Arizona Spectator report part 1: Dinner Hats
I need to catch up on some old posts, especially from Ironman Arizona. I had been doing a lot of bike training with Stephanie, but this was also Jill's first Ironman and veterans Teresa and Gary were there as well and there are many stories to tell.
Let's start with dinner. Dinner the night before Ironman is an important part of the race. You have a bad dinner, it can ruin the race for you. When we did Coeur d'Alene, Stephanie made sure that the pre-race-dinner was all about me. Well, me and Rich (my Ironbrother, her Ironhusband.) Now that it was her turn to do an Ironman, the dinner was all about... well, it was still about us.
Rich's father has a house about 20 minutes from the race site, and he hosted a dinner for Stephanie's huge entourage. Parents and sisters and nephews and paperboys and just about everyone else came out to Arizona supposedly to see Stephanie, but it may have been just for the food. For starters, on our way over to dinner Stephanie "made" us stop by the store to pick up all the fixings for an ice cream sundae bar. We were forced to buy ice cream and m&ms and gummi bears and Magic Chocolate Shell and sprinkles and... you get the idea.
When we got to the house, there was a cooler filled with Mountain Dew waiting for me- Rich and Stephanie certainly made sure I was taken care of. I don't even know what Stephanie ate, but she watched us scarf down pasta and bread with tons of butter, washed down with Mountain Dew followed by cups of ice cream with tons of toppings. Best. Carb Load. Ever.

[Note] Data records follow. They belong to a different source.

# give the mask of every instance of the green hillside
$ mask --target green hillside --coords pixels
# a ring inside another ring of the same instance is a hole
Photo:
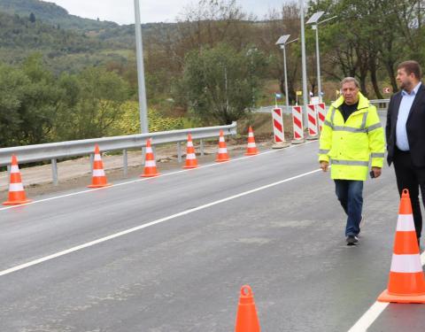
[[[0,12],[28,18],[33,13],[35,19],[66,29],[96,31],[119,27],[114,22],[97,21],[70,15],[66,9],[55,4],[39,0],[0,0]]]

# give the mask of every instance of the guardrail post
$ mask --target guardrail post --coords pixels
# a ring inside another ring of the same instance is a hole
[[[51,179],[53,185],[57,186],[59,181],[58,180],[58,160],[56,158],[51,159]]]
[[[201,157],[204,157],[204,140],[201,140]]]
[[[128,155],[126,149],[122,151],[122,165],[124,177],[127,178],[127,175],[128,175]]]
[[[95,162],[95,155],[90,153],[90,172],[93,173],[93,163]]]
[[[182,142],[177,143],[177,161],[182,162]]]

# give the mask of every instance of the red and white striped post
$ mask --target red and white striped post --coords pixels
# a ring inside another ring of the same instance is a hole
[[[289,144],[285,142],[285,129],[283,126],[283,112],[282,108],[276,107],[272,111],[273,132],[274,134],[274,149],[286,148]]]
[[[324,103],[320,103],[317,104],[317,118],[319,120],[319,130],[321,133],[321,128],[323,127],[323,123],[325,123],[326,118],[326,105]]]
[[[307,116],[308,116],[308,135],[309,139],[317,139],[317,116],[316,106],[314,104],[307,104]]]
[[[292,121],[294,124],[294,141],[292,141],[292,143],[303,143],[303,108],[301,106],[292,106]]]

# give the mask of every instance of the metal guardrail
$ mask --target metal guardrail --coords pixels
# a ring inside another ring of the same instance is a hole
[[[369,102],[370,104],[375,105],[378,111],[383,112],[383,111],[387,111],[388,104],[390,104],[390,99],[372,99],[372,100],[369,100]],[[255,109],[253,112],[259,112],[259,113],[271,113],[275,107],[276,106],[273,106],[273,105],[261,106],[258,109]],[[292,114],[292,106],[289,106],[287,108],[286,105],[277,105],[277,107],[282,108],[284,114]],[[327,108],[328,108],[328,106],[327,106]]]
[[[127,151],[128,149],[145,147],[146,140],[148,138],[152,139],[152,146],[177,143],[177,156],[179,162],[181,162],[181,143],[187,140],[188,134],[191,134],[192,139],[194,140],[201,140],[201,153],[204,154],[203,140],[218,137],[220,130],[223,130],[225,135],[236,135],[236,122],[233,122],[231,125],[228,126],[205,127],[150,134],[130,135],[126,136],[102,137],[89,140],[3,148],[0,149],[0,166],[9,166],[11,164],[11,156],[12,154],[16,155],[19,164],[50,160],[53,182],[58,184],[58,159],[87,155],[93,157],[94,145],[97,143],[102,152],[113,151],[123,151],[124,174],[127,175]]]

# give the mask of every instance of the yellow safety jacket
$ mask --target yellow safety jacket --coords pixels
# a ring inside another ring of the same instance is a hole
[[[359,106],[347,121],[339,107],[341,96],[328,112],[321,133],[319,161],[332,164],[331,178],[366,181],[372,167],[382,167],[385,138],[376,107],[361,93]]]

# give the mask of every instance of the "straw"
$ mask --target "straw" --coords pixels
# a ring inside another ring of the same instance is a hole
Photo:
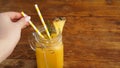
[[[27,16],[23,11],[21,12],[21,14],[23,16]],[[40,33],[40,31],[35,27],[35,25],[32,23],[32,21],[29,21],[30,25],[34,28],[34,30],[38,33],[38,35],[41,37],[41,38],[44,38],[44,36]]]
[[[44,21],[44,19],[43,19],[43,17],[42,17],[42,14],[41,14],[40,9],[38,8],[38,5],[37,5],[37,4],[35,4],[35,9],[36,9],[36,11],[37,11],[37,13],[38,13],[38,15],[39,15],[39,18],[40,18],[41,21],[42,21],[42,24],[43,24],[43,26],[44,26],[44,28],[45,28],[45,31],[46,31],[48,37],[51,39],[50,33],[49,33],[48,29],[47,29],[47,26],[46,26],[46,24],[45,24],[45,21]]]

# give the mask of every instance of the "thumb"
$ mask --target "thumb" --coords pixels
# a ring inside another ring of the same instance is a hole
[[[23,18],[21,18],[20,20],[17,21],[17,25],[18,25],[21,29],[23,29],[23,28],[25,28],[26,26],[29,25],[28,22],[30,21],[30,19],[31,19],[30,16],[25,16],[25,17],[23,17]]]

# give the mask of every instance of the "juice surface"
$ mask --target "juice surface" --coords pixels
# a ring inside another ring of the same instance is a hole
[[[36,58],[37,68],[63,68],[62,42],[50,48],[36,48]]]

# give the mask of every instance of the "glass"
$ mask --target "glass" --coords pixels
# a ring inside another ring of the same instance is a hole
[[[39,28],[44,34],[44,28]],[[45,35],[44,35],[45,36]],[[51,36],[54,36],[52,34]],[[30,47],[36,52],[37,68],[63,68],[63,43],[62,34],[52,39],[42,39],[33,32],[29,37]]]

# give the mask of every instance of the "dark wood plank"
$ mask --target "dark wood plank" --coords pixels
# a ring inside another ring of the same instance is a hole
[[[70,61],[70,62],[69,62]],[[119,68],[120,62],[106,62],[106,61],[65,61],[64,68]],[[36,68],[35,60],[26,59],[7,59],[0,68]]]
[[[40,6],[45,20],[65,16],[63,31],[65,68],[120,68],[120,0],[0,0],[0,12],[25,11],[36,26],[41,22],[34,9]],[[36,68],[29,26],[14,52],[0,68]]]

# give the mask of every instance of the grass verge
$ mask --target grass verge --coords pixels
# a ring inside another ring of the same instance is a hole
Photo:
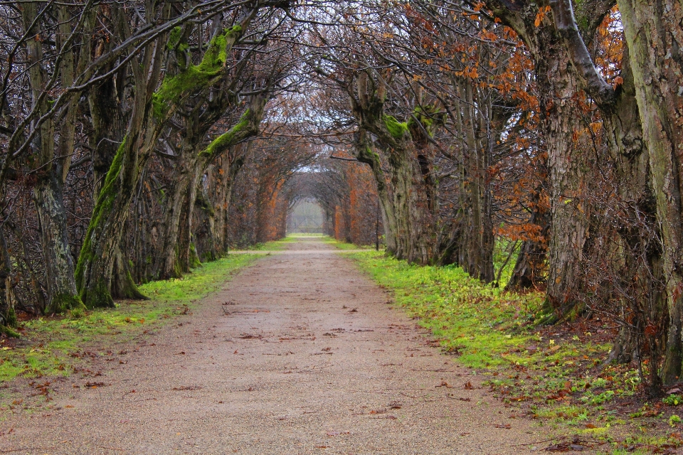
[[[256,257],[229,255],[205,263],[181,279],[141,286],[140,291],[151,300],[124,301],[112,309],[25,321],[19,340],[0,341],[0,384],[17,376],[68,376],[83,358],[159,328],[174,315],[186,314],[199,299],[217,291],[230,274]]]
[[[538,327],[541,294],[504,293],[460,267],[410,265],[381,252],[349,257],[393,291],[396,304],[418,318],[445,353],[487,377],[485,387],[512,416],[556,435],[555,451],[573,444],[598,453],[677,453],[667,451],[683,445],[683,413],[676,407],[683,392],[650,398],[634,365],[603,365],[614,335],[610,321]]]

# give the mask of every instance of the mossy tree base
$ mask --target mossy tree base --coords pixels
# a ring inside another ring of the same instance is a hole
[[[46,311],[48,314],[62,314],[70,310],[85,309],[80,297],[70,294],[54,296]]]

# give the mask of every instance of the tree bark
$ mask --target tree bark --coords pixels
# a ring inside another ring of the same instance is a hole
[[[626,0],[619,7],[662,229],[669,323],[660,375],[671,384],[678,380],[682,367],[683,7],[673,0]]]
[[[27,40],[26,55],[34,107],[36,107],[36,103],[42,93],[44,83],[41,66],[42,43],[39,41],[41,29],[39,21],[35,21],[38,15],[38,5],[36,2],[27,3],[22,11],[27,33],[33,36]],[[68,23],[63,22],[67,19],[65,7],[61,6],[58,8],[58,14],[63,21],[60,26],[60,36],[63,40],[70,31]],[[33,28],[31,28],[31,26]],[[64,84],[67,86],[73,80],[73,53],[66,52],[60,71]],[[46,106],[37,107],[45,111]],[[39,131],[36,134],[31,147],[33,154],[38,156],[38,166],[41,169],[38,173],[38,180],[33,188],[33,198],[38,213],[41,246],[47,276],[48,303],[46,311],[48,313],[63,313],[83,306],[76,291],[73,258],[69,246],[62,191],[63,178],[70,161],[69,156],[73,149],[75,107],[75,100],[68,103],[65,107],[68,109],[66,115],[59,125],[58,156],[55,156],[55,125],[51,119],[38,127]]]

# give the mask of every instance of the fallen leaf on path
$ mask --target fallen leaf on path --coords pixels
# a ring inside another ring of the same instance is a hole
[[[327,432],[327,436],[339,436],[339,434],[351,434],[351,432]]]
[[[198,390],[201,388],[201,386],[200,385],[182,385],[181,387],[174,387],[171,390]]]
[[[263,338],[263,335],[252,335],[251,333],[243,333],[242,336],[240,336],[239,338],[242,338],[243,340],[253,340],[253,339],[255,339],[255,339],[260,340],[261,338]]]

At the dinner, we handed out our Steph swag. I don't know whose idea it was originally, but pretty much from the day Stephanie signed up for Ironman we knew we were going to make up some kind of chef hats for her. She's a great chef, and we played around with lots of punny taglines for her: The Ironman Chef. The Iron Steph. I said I would take care of the hats, and ultimately went with "Swim. Bake. Run." I thought it was clever.
I made up a logo which could be used for a banner and also scale down for the hats. I found some inexpensive fabric/paper chef hats online which were sturdy enough to handle iron-on transfers; I ordered a batch and printed out a bunch of logos on special iron-on paper.
Here's the problem: the hats shipped flat. So I just took my logos and ironed them on to the flat part of the hats, with the creases on either side. But when I tried them on, they just looked silly. (that is, more than a swim-bake-run chef hat should look.) I tried poofing and pinching them every which way, but basically they just looked like Pope hats.
So the hats didn't really work, but I wore mine all day during the race. If nothing else, it made Pope Wedgie easy to find in the crowds.
Fast forward a couple weeks after the race, and I got an email from IronmAnnie. She was in the studio commissary and saw one of the cooks wearing our same hats (sans logo) and apparently it looked great. Turns out, I put the logo on the SIDE of the hat; the crease was supposed to go in the front. Sure enough, I went back and tried on the hat, spun it 90 degrees and suddenly it looked great.
Sorry Stephanie, when you do your next Ironman I'll get it right!